Computer Science > Programming Languages
[Submitted on 6 May 2026]
Title:Interaction Tree Semantics for RISC-V: Bridging Compiler and Hardware Verification
View PDF HTML (experimental)Abstract:The Instruction Set Architecture (ISA) is the contract between compilers and processors; proving this contract formally demands cross-level connection to existing mechanized compilers and hardware implementations. As an open, modular ISA gaining adoption across embedded, mobile, and cloud platforms, RISC-V makes a formally verified ISA specification particularly valuable. However, existing formal RISC-V specifications focus on hardware tooling rather than cross-level verification: they provide no machine-checked instruction-level properties and lack support for verifying this contract across levels.

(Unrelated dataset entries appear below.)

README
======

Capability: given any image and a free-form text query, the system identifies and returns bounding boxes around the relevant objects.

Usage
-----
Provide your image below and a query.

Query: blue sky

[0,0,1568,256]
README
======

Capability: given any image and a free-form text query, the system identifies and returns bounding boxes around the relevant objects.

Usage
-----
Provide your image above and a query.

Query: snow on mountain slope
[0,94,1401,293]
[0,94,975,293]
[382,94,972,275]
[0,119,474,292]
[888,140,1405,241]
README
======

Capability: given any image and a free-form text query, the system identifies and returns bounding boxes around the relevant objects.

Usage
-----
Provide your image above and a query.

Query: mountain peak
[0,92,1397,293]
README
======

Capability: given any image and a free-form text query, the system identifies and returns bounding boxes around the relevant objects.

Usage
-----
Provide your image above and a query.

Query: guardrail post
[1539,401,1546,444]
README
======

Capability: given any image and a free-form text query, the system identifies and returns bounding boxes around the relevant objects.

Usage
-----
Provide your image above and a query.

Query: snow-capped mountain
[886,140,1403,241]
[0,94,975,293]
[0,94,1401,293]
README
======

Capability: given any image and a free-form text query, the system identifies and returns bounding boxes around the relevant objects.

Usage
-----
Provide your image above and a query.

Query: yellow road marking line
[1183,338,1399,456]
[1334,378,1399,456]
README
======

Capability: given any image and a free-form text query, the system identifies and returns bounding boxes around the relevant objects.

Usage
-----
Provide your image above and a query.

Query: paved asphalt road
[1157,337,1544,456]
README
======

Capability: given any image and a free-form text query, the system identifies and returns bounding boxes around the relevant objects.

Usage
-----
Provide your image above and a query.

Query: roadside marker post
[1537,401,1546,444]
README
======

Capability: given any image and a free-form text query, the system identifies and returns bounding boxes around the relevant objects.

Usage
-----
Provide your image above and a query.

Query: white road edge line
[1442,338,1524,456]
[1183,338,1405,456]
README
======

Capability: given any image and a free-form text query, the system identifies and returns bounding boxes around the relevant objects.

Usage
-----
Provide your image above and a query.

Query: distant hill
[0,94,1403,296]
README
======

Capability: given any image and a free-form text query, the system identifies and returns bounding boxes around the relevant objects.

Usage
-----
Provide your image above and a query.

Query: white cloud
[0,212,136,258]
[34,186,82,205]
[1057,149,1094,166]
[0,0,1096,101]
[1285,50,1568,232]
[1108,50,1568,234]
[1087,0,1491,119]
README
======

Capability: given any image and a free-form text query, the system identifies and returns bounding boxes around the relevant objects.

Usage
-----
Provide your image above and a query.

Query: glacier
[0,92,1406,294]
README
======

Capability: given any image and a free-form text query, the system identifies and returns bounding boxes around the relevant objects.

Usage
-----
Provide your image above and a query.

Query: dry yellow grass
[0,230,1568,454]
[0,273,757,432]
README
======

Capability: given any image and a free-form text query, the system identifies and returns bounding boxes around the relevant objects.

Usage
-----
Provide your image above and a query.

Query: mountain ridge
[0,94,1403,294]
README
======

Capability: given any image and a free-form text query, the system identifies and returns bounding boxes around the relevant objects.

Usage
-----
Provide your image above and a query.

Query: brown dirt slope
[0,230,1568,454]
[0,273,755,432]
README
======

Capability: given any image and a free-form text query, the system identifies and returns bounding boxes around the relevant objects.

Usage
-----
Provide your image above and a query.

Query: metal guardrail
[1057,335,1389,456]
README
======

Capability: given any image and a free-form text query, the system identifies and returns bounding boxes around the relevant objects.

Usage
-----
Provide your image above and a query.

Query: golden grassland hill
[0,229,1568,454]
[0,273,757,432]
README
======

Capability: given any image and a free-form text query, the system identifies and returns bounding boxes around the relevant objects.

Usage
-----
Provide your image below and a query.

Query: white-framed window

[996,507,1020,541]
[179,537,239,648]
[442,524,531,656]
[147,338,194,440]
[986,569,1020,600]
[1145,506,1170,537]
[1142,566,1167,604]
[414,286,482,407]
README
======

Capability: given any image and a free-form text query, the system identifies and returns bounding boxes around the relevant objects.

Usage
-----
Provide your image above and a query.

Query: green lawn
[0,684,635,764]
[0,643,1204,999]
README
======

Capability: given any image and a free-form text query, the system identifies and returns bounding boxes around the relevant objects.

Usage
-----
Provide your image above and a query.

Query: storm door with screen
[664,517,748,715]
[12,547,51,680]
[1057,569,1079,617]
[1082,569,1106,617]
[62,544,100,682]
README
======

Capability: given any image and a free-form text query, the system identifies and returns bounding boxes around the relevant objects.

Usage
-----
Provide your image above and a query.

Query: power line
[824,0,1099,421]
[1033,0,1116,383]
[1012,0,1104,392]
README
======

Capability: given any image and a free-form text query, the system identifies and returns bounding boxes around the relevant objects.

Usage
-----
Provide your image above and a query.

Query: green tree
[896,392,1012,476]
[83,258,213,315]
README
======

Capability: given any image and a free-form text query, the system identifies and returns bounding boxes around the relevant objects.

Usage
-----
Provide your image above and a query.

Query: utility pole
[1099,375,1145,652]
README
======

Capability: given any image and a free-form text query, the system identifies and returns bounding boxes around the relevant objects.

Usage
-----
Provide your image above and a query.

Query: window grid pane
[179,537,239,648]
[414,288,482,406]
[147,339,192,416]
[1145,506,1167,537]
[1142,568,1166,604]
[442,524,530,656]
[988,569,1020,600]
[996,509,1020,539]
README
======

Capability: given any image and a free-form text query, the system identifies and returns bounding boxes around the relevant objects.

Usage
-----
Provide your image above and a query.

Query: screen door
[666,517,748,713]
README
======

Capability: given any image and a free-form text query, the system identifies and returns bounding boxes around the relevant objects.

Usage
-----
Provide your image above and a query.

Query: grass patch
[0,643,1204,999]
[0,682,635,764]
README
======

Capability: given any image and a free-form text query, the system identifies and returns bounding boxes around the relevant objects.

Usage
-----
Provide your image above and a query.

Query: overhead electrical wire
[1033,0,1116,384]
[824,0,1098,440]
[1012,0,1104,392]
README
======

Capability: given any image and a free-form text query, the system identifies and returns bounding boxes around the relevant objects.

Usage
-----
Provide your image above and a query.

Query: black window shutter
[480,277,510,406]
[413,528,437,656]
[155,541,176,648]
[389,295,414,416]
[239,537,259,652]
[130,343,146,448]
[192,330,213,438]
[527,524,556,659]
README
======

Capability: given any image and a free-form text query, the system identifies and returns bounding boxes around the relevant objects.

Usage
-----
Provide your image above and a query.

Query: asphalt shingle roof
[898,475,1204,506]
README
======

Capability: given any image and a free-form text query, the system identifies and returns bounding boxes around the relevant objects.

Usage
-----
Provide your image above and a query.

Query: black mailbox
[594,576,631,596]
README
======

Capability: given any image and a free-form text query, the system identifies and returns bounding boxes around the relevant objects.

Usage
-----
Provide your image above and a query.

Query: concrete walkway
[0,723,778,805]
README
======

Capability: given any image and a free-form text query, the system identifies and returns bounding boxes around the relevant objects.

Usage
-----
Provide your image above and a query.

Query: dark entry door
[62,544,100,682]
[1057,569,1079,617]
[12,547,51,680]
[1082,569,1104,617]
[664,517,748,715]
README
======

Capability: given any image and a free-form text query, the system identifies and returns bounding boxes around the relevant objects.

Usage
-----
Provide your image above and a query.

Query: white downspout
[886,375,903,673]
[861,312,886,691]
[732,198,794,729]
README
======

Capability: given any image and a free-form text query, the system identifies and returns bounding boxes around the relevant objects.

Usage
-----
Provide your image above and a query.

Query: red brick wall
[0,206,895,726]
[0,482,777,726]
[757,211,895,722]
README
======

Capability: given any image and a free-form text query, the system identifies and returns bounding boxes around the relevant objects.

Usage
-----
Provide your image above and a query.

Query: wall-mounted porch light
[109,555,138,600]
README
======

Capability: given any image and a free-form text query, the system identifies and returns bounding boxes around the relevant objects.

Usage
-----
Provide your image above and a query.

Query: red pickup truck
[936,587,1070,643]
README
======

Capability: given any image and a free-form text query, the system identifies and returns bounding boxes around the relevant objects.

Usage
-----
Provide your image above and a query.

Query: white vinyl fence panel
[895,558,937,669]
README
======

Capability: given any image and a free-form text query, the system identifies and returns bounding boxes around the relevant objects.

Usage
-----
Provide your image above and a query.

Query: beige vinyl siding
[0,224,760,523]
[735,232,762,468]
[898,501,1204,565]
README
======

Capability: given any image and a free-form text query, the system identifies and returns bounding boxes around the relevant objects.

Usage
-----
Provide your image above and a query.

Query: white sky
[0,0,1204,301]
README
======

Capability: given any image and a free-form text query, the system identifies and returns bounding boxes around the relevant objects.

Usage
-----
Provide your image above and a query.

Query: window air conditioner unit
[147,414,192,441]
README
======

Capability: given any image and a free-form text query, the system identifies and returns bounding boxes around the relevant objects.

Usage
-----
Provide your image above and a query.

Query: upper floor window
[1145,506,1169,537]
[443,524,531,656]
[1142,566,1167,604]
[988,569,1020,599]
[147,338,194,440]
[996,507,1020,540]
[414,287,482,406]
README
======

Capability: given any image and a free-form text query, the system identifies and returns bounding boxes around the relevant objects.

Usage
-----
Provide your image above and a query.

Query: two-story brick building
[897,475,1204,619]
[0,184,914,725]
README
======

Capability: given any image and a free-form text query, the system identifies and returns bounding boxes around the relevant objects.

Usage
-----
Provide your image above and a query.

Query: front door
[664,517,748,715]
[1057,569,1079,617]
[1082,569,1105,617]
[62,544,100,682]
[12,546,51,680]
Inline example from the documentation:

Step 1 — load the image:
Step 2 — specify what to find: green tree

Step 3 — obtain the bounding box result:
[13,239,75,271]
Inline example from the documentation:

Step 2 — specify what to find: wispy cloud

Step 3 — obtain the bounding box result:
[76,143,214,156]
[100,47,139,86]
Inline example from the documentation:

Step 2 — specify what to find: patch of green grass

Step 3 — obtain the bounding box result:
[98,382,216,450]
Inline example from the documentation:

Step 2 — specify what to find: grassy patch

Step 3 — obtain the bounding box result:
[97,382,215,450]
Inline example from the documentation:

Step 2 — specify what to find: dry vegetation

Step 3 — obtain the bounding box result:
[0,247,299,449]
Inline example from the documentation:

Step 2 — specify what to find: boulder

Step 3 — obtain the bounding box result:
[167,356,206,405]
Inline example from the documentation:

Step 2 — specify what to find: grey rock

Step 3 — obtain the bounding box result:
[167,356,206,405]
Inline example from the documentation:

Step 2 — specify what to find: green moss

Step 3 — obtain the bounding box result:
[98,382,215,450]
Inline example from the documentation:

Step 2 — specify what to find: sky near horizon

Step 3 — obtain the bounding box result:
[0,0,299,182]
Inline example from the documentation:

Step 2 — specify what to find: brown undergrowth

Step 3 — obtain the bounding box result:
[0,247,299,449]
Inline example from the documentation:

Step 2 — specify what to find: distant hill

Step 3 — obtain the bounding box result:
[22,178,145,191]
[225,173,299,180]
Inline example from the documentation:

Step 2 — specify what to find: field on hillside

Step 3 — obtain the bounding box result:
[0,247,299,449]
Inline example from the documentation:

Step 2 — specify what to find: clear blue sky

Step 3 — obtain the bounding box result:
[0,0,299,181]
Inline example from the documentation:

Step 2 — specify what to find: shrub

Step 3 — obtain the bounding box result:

We address these limitations with a formal semantics of the RISC-V ISA in Rocq, built on Interaction Trees (ITrees). By leveraging ITree bisimulation and refinement, our semantics enables cross-level verification from compiler IR to hardware within a single framework. Our formalization covers a wide spectrum of RISC-V extensions. The correctness of individual instruction semantics is backed by machine-checked lemmas in Rocq. We further validate it by extracting an executable simulator that passes all standard RISC-V test suites. Three case studies demonstrate the effectiveness of our semantics for cross-level verification: first, we prove semantic equivalence via bisimulation between LLVM IR and RISC-V code on an array access pattern via Vellvm (LLVM ITree semantics); second, we apply translation validation to a specific instruction reordering for macro-operation fusion, distinguishing safe reorderings from those that break program-counter-relative addressing; third, we prove that a Kôika hardware ALU correctly implements all R-type integer operations (e.g., ADD, SUB, AND) against our ISA contract.